Seit Montag (1. Februar 2016) ist die medizinische Fachangestellte mit einer Art mobilen Hausarztpraxis unterwegs. Der kleine Opel ist das erste Verah-Plus-Mobil in Weimar. Er erlaubt es, der Verah und ihrer Kollegin, der Assistenzärztin Sandra Schubert, rund einhundert Patienten zu Hause zu versorgen, die nicht in der Lage sind, ihren Hausarzt aufzusuchen.

Die meisten von ihnen sind betagte Menschen in Weimar, Schwerstedt, Legefeld, Ettersburg, Leutenthal und Mellingen, unter ihnen Palliativ- aber auch ein Teil Akutpatienten. Manche von ihnen bekommen mehrmals pro Woche Besuch von Verah. Bei anderen sind die Besuchsabstände größer.

Das Autohaus Schinner hat den Kleinwagen den Bedürfnissen der Verah angepasst. Dazu gehört unter anderem ein beheizbares Lenkrad.
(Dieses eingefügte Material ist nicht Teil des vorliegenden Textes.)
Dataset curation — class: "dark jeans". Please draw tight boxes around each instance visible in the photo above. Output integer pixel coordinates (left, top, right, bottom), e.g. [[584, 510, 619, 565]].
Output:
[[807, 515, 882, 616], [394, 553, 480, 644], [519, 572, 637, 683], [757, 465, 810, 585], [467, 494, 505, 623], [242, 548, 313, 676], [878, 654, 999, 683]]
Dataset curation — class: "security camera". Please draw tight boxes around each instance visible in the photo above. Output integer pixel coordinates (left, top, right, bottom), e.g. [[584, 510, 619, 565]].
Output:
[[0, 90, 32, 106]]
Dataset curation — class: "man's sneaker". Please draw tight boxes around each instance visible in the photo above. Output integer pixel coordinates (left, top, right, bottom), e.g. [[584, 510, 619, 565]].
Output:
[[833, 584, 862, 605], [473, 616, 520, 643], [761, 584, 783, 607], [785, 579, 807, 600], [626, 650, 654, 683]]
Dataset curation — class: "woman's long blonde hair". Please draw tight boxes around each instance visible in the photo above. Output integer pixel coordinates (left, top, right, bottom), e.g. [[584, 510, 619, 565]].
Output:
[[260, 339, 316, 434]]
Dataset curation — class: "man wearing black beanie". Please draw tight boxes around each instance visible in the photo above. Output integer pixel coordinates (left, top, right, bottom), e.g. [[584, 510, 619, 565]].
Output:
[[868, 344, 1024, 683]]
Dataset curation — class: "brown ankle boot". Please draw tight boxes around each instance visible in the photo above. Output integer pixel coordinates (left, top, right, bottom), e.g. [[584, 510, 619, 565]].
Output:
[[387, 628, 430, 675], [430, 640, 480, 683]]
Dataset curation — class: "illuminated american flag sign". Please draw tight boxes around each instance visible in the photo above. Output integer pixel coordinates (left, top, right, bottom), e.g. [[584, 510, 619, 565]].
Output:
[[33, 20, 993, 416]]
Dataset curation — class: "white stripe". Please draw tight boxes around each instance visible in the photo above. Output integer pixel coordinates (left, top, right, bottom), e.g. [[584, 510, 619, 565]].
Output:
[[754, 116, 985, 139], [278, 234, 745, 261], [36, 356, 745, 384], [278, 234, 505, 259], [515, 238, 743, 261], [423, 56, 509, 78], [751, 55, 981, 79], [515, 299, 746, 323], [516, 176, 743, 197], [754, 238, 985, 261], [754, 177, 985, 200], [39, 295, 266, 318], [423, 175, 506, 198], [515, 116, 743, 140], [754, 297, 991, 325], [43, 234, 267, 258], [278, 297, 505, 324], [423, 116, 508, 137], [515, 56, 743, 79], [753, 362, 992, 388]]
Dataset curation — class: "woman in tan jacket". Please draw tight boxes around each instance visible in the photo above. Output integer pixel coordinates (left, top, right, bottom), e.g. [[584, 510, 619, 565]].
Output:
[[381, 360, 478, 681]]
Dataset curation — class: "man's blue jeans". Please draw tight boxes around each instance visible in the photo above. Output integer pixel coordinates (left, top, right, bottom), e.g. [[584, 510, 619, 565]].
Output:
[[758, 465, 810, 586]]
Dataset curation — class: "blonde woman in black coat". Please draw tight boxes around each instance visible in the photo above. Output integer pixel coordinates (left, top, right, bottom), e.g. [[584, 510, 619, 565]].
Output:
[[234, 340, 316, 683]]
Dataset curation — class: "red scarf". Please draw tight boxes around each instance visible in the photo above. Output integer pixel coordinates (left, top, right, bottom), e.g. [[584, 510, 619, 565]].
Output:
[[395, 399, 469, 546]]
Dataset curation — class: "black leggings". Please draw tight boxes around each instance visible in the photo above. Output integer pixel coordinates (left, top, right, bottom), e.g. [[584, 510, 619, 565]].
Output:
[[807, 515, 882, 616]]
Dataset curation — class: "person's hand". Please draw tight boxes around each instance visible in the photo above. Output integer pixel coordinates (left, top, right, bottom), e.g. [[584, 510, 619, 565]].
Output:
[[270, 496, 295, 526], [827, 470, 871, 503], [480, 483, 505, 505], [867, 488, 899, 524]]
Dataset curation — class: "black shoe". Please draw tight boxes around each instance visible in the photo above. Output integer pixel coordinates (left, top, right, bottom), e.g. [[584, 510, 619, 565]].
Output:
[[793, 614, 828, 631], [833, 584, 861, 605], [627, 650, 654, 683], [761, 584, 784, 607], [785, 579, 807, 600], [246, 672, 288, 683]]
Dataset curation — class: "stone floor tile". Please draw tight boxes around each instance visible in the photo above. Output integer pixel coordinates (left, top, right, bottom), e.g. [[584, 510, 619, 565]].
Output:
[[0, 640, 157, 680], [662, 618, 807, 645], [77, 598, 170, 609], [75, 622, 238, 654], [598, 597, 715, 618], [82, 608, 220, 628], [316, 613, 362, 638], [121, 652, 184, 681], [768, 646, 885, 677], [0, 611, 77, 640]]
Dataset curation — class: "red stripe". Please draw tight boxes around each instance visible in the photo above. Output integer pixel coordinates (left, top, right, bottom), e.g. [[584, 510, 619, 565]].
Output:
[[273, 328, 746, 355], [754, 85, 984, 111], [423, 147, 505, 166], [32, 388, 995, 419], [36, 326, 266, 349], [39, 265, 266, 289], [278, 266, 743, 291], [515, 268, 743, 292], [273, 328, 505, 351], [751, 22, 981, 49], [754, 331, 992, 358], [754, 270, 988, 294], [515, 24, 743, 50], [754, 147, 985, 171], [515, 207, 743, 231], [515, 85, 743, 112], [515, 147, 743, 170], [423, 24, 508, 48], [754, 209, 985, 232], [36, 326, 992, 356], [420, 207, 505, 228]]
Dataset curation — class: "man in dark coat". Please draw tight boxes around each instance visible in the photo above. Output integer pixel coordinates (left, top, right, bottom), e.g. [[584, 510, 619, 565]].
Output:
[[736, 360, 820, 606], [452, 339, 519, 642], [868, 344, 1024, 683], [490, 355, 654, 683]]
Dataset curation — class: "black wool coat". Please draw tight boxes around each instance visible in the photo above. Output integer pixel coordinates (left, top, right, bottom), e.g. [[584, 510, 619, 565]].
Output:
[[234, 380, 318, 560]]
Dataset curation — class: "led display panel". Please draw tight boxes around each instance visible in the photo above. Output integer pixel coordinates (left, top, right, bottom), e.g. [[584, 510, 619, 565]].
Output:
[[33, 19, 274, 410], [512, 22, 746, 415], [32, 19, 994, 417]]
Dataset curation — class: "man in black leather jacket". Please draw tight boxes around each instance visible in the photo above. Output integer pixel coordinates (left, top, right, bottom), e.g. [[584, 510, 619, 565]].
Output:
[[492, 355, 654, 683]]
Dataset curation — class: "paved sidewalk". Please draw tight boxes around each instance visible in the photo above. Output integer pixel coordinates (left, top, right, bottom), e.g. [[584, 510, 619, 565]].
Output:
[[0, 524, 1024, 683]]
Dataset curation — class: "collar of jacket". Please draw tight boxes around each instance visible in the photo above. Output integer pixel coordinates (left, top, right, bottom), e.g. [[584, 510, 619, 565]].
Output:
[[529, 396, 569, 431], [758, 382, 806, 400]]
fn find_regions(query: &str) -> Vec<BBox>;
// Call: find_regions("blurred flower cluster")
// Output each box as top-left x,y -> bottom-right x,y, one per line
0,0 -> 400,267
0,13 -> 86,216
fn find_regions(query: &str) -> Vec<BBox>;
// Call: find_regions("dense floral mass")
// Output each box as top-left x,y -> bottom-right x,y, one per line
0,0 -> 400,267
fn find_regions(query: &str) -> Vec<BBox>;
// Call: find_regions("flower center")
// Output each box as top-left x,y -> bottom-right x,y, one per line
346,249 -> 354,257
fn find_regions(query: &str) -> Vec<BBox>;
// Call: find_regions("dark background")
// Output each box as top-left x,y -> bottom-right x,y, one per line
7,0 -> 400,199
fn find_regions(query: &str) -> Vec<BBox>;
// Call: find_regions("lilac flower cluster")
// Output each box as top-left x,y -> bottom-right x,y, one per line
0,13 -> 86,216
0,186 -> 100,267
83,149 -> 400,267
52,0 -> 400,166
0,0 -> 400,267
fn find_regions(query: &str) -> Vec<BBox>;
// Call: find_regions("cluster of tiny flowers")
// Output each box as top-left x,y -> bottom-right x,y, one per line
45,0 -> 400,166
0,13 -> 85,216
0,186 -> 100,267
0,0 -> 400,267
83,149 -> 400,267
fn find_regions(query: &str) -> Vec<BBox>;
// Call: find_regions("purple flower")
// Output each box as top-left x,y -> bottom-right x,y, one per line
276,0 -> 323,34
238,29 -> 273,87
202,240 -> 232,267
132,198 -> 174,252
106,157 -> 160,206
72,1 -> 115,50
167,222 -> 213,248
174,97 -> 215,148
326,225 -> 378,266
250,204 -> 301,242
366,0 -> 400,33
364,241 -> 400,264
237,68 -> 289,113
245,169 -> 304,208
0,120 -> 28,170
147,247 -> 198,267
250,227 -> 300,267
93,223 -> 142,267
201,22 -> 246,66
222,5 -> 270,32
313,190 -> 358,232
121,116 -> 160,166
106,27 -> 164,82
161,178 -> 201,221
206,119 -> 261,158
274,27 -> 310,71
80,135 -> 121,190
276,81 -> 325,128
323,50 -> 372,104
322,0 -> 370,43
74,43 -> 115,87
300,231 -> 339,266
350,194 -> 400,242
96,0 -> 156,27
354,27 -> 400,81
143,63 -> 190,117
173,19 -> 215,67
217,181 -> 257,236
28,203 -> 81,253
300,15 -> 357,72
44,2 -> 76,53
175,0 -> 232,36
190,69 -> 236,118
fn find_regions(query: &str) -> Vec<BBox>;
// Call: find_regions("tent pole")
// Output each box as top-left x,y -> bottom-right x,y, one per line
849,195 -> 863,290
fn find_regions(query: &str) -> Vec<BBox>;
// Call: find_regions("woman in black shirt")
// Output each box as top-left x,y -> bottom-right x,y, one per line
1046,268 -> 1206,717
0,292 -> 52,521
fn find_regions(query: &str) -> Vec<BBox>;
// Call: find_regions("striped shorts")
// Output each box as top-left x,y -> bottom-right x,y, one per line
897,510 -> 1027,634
Denn mit kalten Fingern fallen viele Handgriffe in der unmittelbaren Patientenbegegnung viel schwerer, erklärt Isabelle Gottschalk-Schmidt.

Mit den mobilen Verahs lassen der Hausärzteverband Thüringen und die AOK Plus ein Modell zur Patientenversorgung wiederaufleben, das mit der DDR untergegangen zu sein schien: die traditionelle Gemeindeschwester. Allerdings sind Gottschalk-Schmidt und ihre Kollegen mit größeren Befugnissen ausgestattet. Sie wechseln Verbände, entnehmen Blut, geben Spritzen und können Krankheitsbilder beurteilen.